Roll the film into as small a roll as possible and put it into the smaller side of the cartridge. Thread the film through the slit on that side. Only about 20mm leading out is required.
Put the cap on the smaller side of the cartridge. You can now take it out of the dark bag, but if possible keep in very low light.
I like to put a small piece of black and thin electrical tape on the side to hold the top on. This is not needed for the Kiev 30 but recommended for the Minolta 16, as the top does not click into place. I prefer to do it anyway just to make sure I do not knock it off.

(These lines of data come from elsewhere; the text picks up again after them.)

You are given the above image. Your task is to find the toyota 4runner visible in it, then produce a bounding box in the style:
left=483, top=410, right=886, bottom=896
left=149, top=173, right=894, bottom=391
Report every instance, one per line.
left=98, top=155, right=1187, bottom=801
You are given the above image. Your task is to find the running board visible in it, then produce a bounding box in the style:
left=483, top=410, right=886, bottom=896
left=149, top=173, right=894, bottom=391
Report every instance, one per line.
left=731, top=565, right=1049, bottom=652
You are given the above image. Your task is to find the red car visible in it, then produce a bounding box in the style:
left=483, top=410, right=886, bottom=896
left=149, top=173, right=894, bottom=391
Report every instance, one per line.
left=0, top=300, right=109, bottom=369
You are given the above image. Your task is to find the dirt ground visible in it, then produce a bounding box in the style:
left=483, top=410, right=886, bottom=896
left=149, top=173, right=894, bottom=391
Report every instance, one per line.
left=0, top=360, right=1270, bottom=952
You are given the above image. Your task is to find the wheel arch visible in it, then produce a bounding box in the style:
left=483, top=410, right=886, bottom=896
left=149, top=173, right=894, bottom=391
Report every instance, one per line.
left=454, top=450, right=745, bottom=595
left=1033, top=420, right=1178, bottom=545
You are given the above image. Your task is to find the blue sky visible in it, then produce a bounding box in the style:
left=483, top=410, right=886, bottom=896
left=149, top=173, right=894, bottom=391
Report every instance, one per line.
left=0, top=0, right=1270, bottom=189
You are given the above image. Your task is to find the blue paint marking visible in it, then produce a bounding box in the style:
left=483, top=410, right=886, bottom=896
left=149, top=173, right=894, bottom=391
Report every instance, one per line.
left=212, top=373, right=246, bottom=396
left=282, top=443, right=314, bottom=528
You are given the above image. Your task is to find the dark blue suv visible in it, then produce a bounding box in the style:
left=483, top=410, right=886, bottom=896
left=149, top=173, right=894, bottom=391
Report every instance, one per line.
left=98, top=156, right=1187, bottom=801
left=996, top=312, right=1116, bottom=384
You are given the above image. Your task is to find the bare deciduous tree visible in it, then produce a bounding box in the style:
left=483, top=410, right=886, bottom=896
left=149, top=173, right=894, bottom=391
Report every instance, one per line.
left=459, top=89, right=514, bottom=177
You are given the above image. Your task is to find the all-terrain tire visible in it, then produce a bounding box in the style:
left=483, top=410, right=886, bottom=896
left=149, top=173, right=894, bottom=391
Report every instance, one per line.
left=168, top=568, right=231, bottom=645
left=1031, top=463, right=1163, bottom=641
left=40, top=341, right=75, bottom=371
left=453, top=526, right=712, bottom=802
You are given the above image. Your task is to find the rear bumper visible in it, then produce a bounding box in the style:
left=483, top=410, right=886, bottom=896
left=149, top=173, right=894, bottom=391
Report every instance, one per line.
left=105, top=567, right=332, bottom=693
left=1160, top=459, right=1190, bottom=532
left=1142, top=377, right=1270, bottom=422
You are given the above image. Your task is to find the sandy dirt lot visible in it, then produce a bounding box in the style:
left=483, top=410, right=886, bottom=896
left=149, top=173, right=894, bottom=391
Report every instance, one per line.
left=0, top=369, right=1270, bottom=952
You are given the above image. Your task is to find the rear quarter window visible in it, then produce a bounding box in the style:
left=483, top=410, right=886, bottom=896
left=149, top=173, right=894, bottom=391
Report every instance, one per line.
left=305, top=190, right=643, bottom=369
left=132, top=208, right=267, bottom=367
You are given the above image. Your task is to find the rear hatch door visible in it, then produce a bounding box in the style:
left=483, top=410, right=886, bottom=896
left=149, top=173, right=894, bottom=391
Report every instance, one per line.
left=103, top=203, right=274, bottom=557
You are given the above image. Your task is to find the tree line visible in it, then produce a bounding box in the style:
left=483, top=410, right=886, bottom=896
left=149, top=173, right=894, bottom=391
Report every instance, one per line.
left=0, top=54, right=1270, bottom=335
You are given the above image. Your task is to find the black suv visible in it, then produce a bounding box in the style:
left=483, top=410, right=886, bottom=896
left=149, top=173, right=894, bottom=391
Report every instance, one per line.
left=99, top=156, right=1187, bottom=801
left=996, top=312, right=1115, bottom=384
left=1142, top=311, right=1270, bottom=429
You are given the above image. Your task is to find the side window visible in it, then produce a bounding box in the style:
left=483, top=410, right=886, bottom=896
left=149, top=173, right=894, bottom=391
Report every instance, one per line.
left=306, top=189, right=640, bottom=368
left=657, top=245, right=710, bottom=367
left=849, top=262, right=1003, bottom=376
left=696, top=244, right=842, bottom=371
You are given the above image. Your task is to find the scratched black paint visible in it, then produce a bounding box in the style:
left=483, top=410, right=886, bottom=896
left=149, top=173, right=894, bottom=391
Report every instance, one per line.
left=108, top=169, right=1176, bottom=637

Next you have to clip the film to the take up spool. On the Kiev 30 it is a strong metal ring which slots over the film leader. On the Minolta 16 it requires some tape to hold it rather than the ring.
Take the film, put it against the take up spool and push the metal ring around it trapping the film leader in it.
Place the take up spool with the attached film leader into the larger compartment of the film cartridge.
Place the cover back on the larger compartment of the film cartridge and if preferred, add some electrical tape to hold it on more securely.
The cartridge is ready to go back into the camera now. Slot it in, close the cover and don’t forget to reset the counter (I always forget!).
Put the camera back together and you are now ready to go take the photo exposing those evil plans!
If you ever wondered how it feels to break into an office and shoot photos of secret plans and documents, don’t. It is illegal! But you can see how it feels like to use a spy camera, it is a bit of fun and once you get used to this process, it can be done very quickly. Give it go!